President Emmanuel Macron warned in a speech on July 14 this year of the need to reduce energy consumption. The government is working on new energy saving measures that it is calling a plan de sobriété and which it should announce this Thursday (October 6). 

The prime minister, Élisabeth Borne, has said that households will not be hit by gas cuts – another issue caused mostly by tensions with major supplier Russia – but the same is not guaranteed for electricity. 

Read more: Gas cuts: how French firms and homes will or will not be affected

Read more: Regulated French gas and electric bills capped at 15% rise in 2023

A 1990 law in France states that electricity can be cut in households “when it appears that the power supply is likely to be compromised”. 

Any cuts would not impact vital services such as hospitals, road traffic signals, security infrastructures, etc. 

And power to households is to be cut, it will likely be a last resort. 

If electricity demand is too high this winter, the government will first turn to large businesses of industrial size. 

If demand is still too high then the Réseau de Transport d'Électricité (RTE), the electricity transmission system operator of France, will reduce the voltage of the entire French electricity network by 5%. 

The impact will be almost imperceptible for households. For example, hobs will heat up a little less or light bulbs will be slightly less bright. The measure will save the equivalent of the electrical output of several nuclear reactors.

If demand is still too high, then RTE can put out a call for people to reduce their electricity consumption at peak times, meaning the mornings and evenings. 

This would mean asking people to not run their dishwashers or washing machines or other less urgent electrical appliances at peak times. 

If the winter is particularly cold then RTE could be forced into cutting households’ electricity in targeted areas for a period of no more than two hours. 

RTE states that if the temperature drops by one degree celsius at winter time, electricity consumption increases by 2,400MW, the equivalent to the normal consumption of Paris. 

If the worst comes to the worst, RTE could cut households' electricity in certain areas to stabilise the grid. This could be in cities or neighbourhoods of cities. If the cuts need to last longer than two hours then the next city or neighbourhood would have its electricity cut for at most two hours. 

Again, vital services and buildings will not be affected. People who are receiving medical treatment at home could be affected by the cuts but they will be warned in advance. 

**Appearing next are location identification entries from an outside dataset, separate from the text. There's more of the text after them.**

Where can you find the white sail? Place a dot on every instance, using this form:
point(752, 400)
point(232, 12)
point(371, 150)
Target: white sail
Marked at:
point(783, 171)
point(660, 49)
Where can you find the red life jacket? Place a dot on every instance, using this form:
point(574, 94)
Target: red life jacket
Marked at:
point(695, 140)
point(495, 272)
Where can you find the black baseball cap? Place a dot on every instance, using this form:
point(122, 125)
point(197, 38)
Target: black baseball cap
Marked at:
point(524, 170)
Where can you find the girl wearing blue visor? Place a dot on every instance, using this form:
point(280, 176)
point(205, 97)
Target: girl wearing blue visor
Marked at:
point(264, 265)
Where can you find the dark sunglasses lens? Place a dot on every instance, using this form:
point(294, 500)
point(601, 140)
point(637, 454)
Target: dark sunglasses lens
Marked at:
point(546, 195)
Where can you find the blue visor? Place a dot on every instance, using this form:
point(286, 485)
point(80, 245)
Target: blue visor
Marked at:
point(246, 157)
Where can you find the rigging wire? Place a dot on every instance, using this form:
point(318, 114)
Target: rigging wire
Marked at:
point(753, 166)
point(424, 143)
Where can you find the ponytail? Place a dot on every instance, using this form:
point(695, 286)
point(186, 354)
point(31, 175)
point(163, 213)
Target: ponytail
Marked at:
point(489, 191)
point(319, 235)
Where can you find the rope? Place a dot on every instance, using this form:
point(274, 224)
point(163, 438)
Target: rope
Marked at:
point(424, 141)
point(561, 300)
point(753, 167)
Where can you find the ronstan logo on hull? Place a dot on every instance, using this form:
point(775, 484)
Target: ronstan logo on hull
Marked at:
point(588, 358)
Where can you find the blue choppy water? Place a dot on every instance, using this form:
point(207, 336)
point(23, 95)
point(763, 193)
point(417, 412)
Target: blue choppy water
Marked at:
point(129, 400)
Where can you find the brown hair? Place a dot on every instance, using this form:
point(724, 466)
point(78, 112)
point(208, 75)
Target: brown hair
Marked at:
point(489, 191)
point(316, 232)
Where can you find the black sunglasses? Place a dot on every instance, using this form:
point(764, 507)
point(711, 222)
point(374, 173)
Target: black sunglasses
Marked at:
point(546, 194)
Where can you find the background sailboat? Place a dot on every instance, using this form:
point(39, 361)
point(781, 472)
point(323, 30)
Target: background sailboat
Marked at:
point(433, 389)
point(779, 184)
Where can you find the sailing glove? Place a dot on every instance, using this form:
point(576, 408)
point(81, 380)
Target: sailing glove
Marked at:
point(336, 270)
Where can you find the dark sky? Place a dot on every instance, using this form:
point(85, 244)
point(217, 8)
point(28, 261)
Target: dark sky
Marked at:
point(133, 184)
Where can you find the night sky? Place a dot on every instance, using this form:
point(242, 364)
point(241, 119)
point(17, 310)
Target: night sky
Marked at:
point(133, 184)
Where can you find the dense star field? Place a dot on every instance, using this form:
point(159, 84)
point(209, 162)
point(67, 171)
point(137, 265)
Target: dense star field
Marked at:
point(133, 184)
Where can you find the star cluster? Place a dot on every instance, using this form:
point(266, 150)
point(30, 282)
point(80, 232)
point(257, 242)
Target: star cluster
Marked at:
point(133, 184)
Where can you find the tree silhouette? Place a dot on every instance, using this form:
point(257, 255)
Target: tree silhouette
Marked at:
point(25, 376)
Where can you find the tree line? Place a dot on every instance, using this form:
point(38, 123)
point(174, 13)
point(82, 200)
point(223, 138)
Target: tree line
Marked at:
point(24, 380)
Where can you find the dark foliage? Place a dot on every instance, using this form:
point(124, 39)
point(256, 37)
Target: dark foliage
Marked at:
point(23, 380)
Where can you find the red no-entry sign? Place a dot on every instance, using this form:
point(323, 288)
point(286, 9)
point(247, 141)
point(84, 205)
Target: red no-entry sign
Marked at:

The idea of these measures is to avoid wholescale, unexpected blackouts caused by the demand for electricity being too high. 

RTE has stated that there is a risk of power cuts this winter but that risk is “controllable” thanks to planned energy-energy saving measures. 

It is calling on individuals and businesses to attempt to reduce their consumption by one to five percent, or, in an extreme situation, 15%. 

The government has asked people to heat their homes to a maximum of 19C this winter.